Faster kNN algorithm in Python

python machine-learning scikit-learn knn

11,999

Solution 1

Scikit-learn uses a KD Tree or Ball Tree to compute nearest neighbors in O[N log(N)] time. Your algorithm is a direct approach that requires O[N^2] time, and also uses nested for-loops within Python generator expressions which will add significant computational overhead compared to optimized code.

If you'd like to compute weighted k-neighbors classification using a fast O[N log(N)] implementation, you can use sklearn.neighbors.KNeighborsClassifier with the weighted minkowski metric, setting p=2 (for euclidean distance) and setting w to your desired weights. For example:

from sklearn.neighbors import KNeighborsClassifier

model = KNeighborsClassifier(metric='wminkowski', p=2,
                             metric_params=dict(w=weights))
model.fit(X_train, y_train)
y_predicted = model.predict(X_test)

Solution 2

you can take a look at this great article introducing faiss
Make kNN 300 times faster than Scikit-learn’s in 20 lines!
it is on GPU and developed in CPP behind the seen

import numpy as np
import faiss


class FaissKNeighbors:
    def __init__(self, k=5):
        self.index = None
        self.y = None
        self.k = k

    def fit(self, X, y):
        self.index = faiss.IndexFlatL2(X.shape[1])
        self.index.add(X.astype(np.float32))
        self.y = y

    def predict(self, X):
        distances, indices = self.index.search(X.astype(np.float32), k=self.k)
        votes = self.y[indices]
        predictions = np.array([np.argmax(np.bincount(x)) for x in votes])
        return predictions

Solution 3

Modifying your class and using BallTree data structure (with build time O(n.(log n)^2), refer to https://arxiv.org/ftp/arxiv/papers/1210/1210.6122.pdf) with custom DistanceMetric (since Callable functions in the metric parameter are NOT supported for KDTree, as mentioned here as a note: https://scikit-learn.org/stable/modules/generated/sklearn.neighbors.BallTree.html), you can use the following code too (also removing the loop for prediction):

from sklearn.neighbors import BallTree
from sklearn.neighbors import DistanceMetric
from scipy.stats import mode

class GlobalWeightedKNN:
    """
    A k-NN classifier with feature weights

    Returns: predictions of k-NN.
    """

    def __init__(self):
        self.X_train = None
        self.y_train = None
        self.k = None
        self.weights = None
        self.tree = None
        self.predictions = list()

    def fit(self, X_train, y_train, k, weights):        
        self.X_train = X_train
        self.y_train = y_train
        self.k = k
        self.weights = weights
        self.tree = BallTree(X_train, \
                             metric=DistanceMetric.get_metric('wminkowski', p=2, w=weights))
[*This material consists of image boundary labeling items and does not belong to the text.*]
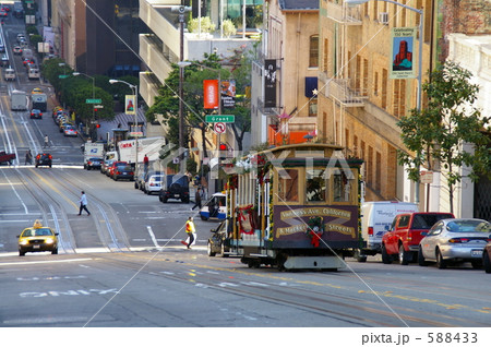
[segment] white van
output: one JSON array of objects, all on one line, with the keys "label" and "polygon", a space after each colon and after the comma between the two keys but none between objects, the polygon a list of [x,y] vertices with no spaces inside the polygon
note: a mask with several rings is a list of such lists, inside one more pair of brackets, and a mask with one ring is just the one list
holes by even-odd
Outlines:
[{"label": "white van", "polygon": [[15,81],[15,70],[12,68],[4,69],[3,79],[5,79],[5,81]]},{"label": "white van", "polygon": [[39,79],[39,69],[31,68],[27,72],[27,76],[29,80],[38,80]]},{"label": "white van", "polygon": [[391,228],[394,217],[402,213],[418,212],[418,205],[399,201],[369,201],[361,205],[361,236],[367,248],[357,254],[359,262],[366,262],[367,255],[381,252],[382,237]]}]

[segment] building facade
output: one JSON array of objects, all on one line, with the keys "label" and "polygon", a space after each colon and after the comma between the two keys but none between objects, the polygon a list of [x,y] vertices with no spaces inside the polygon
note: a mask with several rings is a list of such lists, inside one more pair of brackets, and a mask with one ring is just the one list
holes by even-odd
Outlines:
[{"label": "building facade", "polygon": [[[397,121],[422,99],[417,64],[421,58],[424,79],[432,61],[433,1],[348,2],[321,0],[318,136],[364,159],[367,201],[422,201],[421,187],[417,194],[397,163],[397,151],[405,151]],[[416,32],[406,51],[409,79],[393,73],[400,53],[393,28]]]}]

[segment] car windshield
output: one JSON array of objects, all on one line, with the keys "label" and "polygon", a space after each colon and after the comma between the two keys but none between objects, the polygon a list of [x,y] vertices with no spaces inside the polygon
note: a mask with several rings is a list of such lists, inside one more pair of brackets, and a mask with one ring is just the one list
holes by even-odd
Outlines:
[{"label": "car windshield", "polygon": [[416,215],[415,219],[412,220],[412,228],[414,229],[430,229],[436,222],[446,219],[446,218],[453,218],[453,216],[451,214]]},{"label": "car windshield", "polygon": [[452,220],[446,228],[451,232],[490,232],[491,224],[479,219]]},{"label": "car windshield", "polygon": [[28,229],[22,234],[23,237],[33,237],[33,236],[52,236],[52,232],[49,228],[39,228],[39,229]]}]

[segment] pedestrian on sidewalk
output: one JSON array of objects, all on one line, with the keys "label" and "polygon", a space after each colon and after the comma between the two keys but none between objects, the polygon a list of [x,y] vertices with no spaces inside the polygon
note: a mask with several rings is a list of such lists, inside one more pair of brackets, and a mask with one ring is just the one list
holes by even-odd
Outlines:
[{"label": "pedestrian on sidewalk", "polygon": [[84,191],[82,191],[82,196],[80,198],[79,203],[80,203],[79,216],[82,215],[82,210],[85,210],[89,216],[91,213],[87,210],[87,196],[85,195]]},{"label": "pedestrian on sidewalk", "polygon": [[185,222],[185,234],[188,234],[188,240],[187,242],[183,242],[187,248],[190,250],[191,244],[193,244],[195,237],[194,234],[196,232],[196,227],[194,226],[193,217],[189,217],[188,222]]},{"label": "pedestrian on sidewalk", "polygon": [[194,195],[194,206],[191,208],[193,211],[196,206],[201,210],[201,200],[203,198],[203,192],[201,191],[201,188],[196,189],[196,193]]},{"label": "pedestrian on sidewalk", "polygon": [[25,153],[25,164],[24,165],[27,165],[27,163],[29,165],[33,164],[33,154],[31,153],[31,149],[27,149],[27,152]]}]

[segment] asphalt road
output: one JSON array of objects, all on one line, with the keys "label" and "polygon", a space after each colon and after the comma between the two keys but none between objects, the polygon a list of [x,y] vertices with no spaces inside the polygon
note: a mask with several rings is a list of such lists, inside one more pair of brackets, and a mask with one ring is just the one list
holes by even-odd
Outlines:
[{"label": "asphalt road", "polygon": [[[9,41],[17,31],[9,27]],[[19,75],[9,91],[39,85],[22,71]],[[337,327],[459,332],[491,325],[491,277],[470,266],[441,271],[384,265],[374,258],[367,263],[347,259],[347,268],[336,273],[248,268],[236,258],[206,255],[216,223],[199,218],[197,246],[184,250],[183,225],[196,213],[191,203],[163,204],[133,182],[83,170],[79,137],[64,137],[49,115],[31,120],[27,112],[10,112],[8,103],[3,95],[0,144],[21,160],[0,167],[1,327],[327,327],[336,334]],[[27,148],[41,149],[45,133],[53,167],[23,165]],[[77,215],[82,190],[91,216]],[[35,219],[60,232],[59,254],[17,255],[15,236]],[[285,342],[288,334],[297,332],[302,340],[315,334],[282,330],[283,338],[275,338],[274,332],[264,339],[247,333],[225,340],[205,336],[215,344],[288,345],[294,342]],[[360,334],[350,332],[345,334]],[[346,343],[345,345],[355,346]]]}]

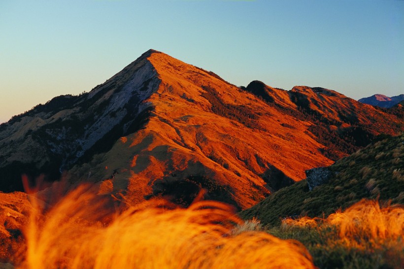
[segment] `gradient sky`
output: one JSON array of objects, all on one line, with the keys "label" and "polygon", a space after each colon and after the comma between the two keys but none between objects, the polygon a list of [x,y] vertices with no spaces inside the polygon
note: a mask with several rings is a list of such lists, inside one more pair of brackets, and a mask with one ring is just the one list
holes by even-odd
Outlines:
[{"label": "gradient sky", "polygon": [[0,0],[0,122],[149,49],[246,86],[404,93],[404,1]]}]

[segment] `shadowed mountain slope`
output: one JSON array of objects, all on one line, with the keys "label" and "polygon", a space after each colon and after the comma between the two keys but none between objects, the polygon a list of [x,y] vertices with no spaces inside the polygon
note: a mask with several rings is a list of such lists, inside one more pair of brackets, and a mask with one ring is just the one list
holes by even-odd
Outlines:
[{"label": "shadowed mountain slope", "polygon": [[403,128],[398,116],[334,91],[238,88],[151,50],[89,93],[2,125],[1,189],[21,190],[23,173],[54,180],[66,171],[128,202],[157,196],[186,206],[204,190],[244,209]]},{"label": "shadowed mountain slope", "polygon": [[402,204],[403,158],[404,134],[377,141],[329,167],[332,175],[327,183],[310,191],[307,181],[302,180],[240,215],[246,219],[255,217],[263,224],[277,226],[286,217],[326,217],[363,198]]}]

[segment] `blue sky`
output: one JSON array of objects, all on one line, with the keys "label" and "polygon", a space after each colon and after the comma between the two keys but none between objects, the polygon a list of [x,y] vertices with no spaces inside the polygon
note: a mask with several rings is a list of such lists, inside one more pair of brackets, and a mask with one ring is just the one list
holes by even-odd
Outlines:
[{"label": "blue sky", "polygon": [[246,86],[404,93],[404,1],[0,0],[0,122],[150,48]]}]

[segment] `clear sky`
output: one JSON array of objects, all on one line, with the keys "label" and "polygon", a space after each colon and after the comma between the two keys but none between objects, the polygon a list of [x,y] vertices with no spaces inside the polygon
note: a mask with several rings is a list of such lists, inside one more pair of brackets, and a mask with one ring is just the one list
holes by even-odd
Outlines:
[{"label": "clear sky", "polygon": [[238,86],[404,93],[404,1],[0,0],[0,122],[150,48]]}]

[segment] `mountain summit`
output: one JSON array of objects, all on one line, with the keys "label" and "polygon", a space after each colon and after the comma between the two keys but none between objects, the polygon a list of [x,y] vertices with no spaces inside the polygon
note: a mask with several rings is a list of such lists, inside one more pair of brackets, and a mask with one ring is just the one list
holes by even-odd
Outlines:
[{"label": "mountain summit", "polygon": [[150,50],[90,92],[0,126],[0,187],[22,190],[23,173],[64,173],[128,202],[159,196],[187,206],[203,196],[243,209],[402,131],[402,119],[334,91],[237,87]]}]

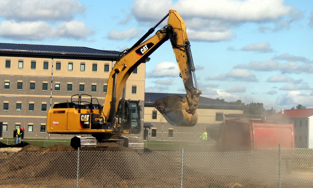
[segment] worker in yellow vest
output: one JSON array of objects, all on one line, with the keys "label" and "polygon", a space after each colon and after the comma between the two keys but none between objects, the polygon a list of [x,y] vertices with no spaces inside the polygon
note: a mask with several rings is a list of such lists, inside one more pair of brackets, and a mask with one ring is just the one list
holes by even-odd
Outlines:
[{"label": "worker in yellow vest", "polygon": [[205,128],[203,128],[203,132],[202,133],[202,134],[199,138],[201,139],[202,142],[201,150],[203,151],[204,147],[206,147],[206,142],[207,141],[207,139],[208,139],[208,133],[205,131]]},{"label": "worker in yellow vest", "polygon": [[23,141],[24,130],[24,127],[22,127],[20,129],[17,129],[14,130],[14,136],[15,139],[15,141],[14,142],[14,144],[20,144]]}]

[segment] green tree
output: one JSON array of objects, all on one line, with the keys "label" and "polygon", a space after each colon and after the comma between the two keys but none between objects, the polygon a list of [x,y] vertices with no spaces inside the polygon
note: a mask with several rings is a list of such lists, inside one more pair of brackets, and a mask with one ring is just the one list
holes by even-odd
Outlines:
[{"label": "green tree", "polygon": [[225,101],[225,99],[218,99],[218,97],[216,99],[215,99],[215,100],[220,100],[221,101],[223,101],[224,102]]},{"label": "green tree", "polygon": [[[298,104],[297,105],[297,106],[295,107],[295,109],[305,109],[306,107],[304,106],[302,106],[302,104]],[[293,107],[291,109],[294,110],[295,109],[295,107]]]},{"label": "green tree", "polygon": [[244,110],[244,114],[261,115],[265,114],[265,109],[263,107],[263,103],[251,102],[247,104],[246,106],[247,108]]},{"label": "green tree", "polygon": [[273,115],[276,113],[276,110],[275,109],[272,107],[270,109],[268,109],[265,110],[265,115],[269,116]]},{"label": "green tree", "polygon": [[234,104],[239,104],[239,105],[242,105],[243,106],[244,106],[244,103],[243,103],[241,102],[241,100],[240,99],[238,99],[236,101],[231,101],[230,102],[232,103],[233,103]]}]

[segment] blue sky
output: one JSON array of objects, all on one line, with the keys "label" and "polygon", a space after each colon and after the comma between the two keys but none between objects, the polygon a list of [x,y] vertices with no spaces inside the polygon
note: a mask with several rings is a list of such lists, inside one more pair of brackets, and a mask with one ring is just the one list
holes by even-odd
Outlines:
[{"label": "blue sky", "polygon": [[[157,2],[0,0],[0,39],[121,51],[172,9],[185,22],[202,96],[276,112],[313,108],[311,0]],[[184,93],[169,42],[150,57],[146,91]]]}]

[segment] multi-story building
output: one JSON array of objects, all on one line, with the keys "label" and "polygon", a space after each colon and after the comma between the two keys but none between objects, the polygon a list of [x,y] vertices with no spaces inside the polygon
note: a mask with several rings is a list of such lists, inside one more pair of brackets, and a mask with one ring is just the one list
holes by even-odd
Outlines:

    def predict(self, testing_data):
        """
        Takes a 2d array of query cases.

        Returns a list of predictions for k-NN classifier
        """
        indexes = self.tree.query(testing_data, self.k, return_distance=False)
        y_answers = self.y_train[indexes]
        self.predictions = np.apply_along_axis(lambda x: mode(x)[0], 1, y_answers)
        return self.predictions

Training:

from time import time
n, d = 10000, 2
begin = time()
cls = GlobalWeightedKNN()
X_train = np.random.rand(n,d)
y_train = np.random.choice(2,n, replace=True)
cls.fit(X_train, y_train, k=3, weights=np.random.rand(d))
end = time()
print('time taken to train {} instances = {} s'.format(n, end - begin))
# time taken to train 10000 instances = 0.01998615264892578 s

Testing / prediction:

begin = time()
X_test = np.random.rand(n,d)
cls.predict(X_test)
end = time()
print('time taken to predict {} instances  = {} s'.format(n, end - begin))
#time taken to predict 10000 instances  = 3.732935905456543 s

11,999

Author by

Eoin Ó Coinnigh

Updated on July 24, 2022

Comments

Eoin Ó Coinnigh almost 2 years

I want to code my own kNN algorithm from scratch, the reason is that I need to weight the features. The problem is that my program is still really slow despite removing for loops and using built in numpy functionality.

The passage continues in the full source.